Dünyanın bilinen bir ülkesinde, renksiz binaların doldurduğu, ağaçların insanlara küsüp kaçtığı, bütün bacalarından gri dumanlar çıkan fabrikaların görüldüğü bir kentinde, bir çocuk yaşardı. Dumanların ulaşamadığı bir tepede kalan bu çocuğun adı Fikri Rüyakaçıran`dı. Fikri, babasıyla birlikte kendisi küçük, bahçesi büyük bir evde oturuyordu.
Yalnızken, "Çöpe Atılmış Pullar Koleksiyonu"na bakıp hayaller kurmaya bayılan Fikri`nin çok büyük bir sorunu vardı: Hiç rüya göremiyordu. İlk önce yatağını değiştirmeye karar verdi, sonra da yatağının yerini.

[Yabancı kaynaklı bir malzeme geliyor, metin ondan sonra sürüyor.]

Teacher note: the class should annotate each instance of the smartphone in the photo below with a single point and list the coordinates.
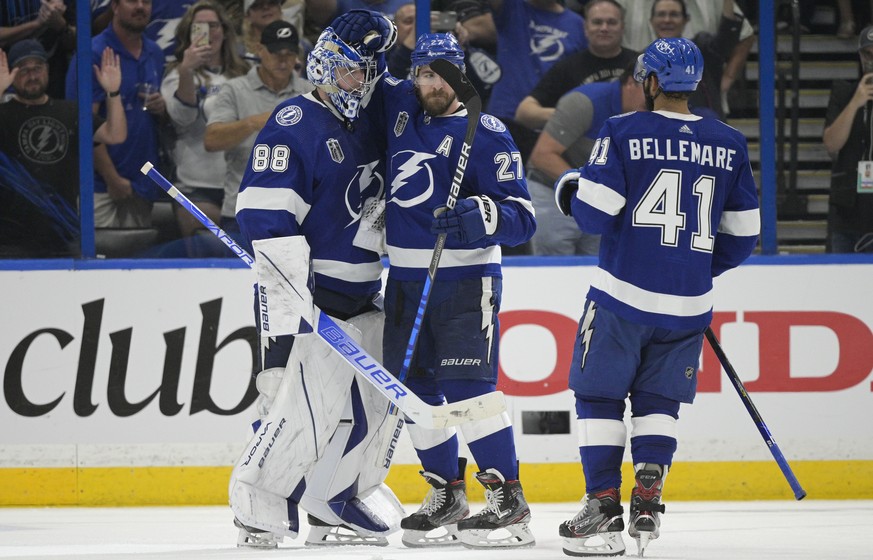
(443, 21)
(200, 34)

Hatta bir gece evlerinin bahçesinde bile uyudu. Yoksa soyadı yüzünden mi rüya göremiyordu?
Fikri, rüyalarını aradığı bu serüvende esrarengiz bir mektup bulacak, en değerli hazinesini kaybedecek, bir arkadaş edinecek ve bir yerden kaçmak zorunda kalacak. Peki ya rüyaları? Onları bulabilecek mi?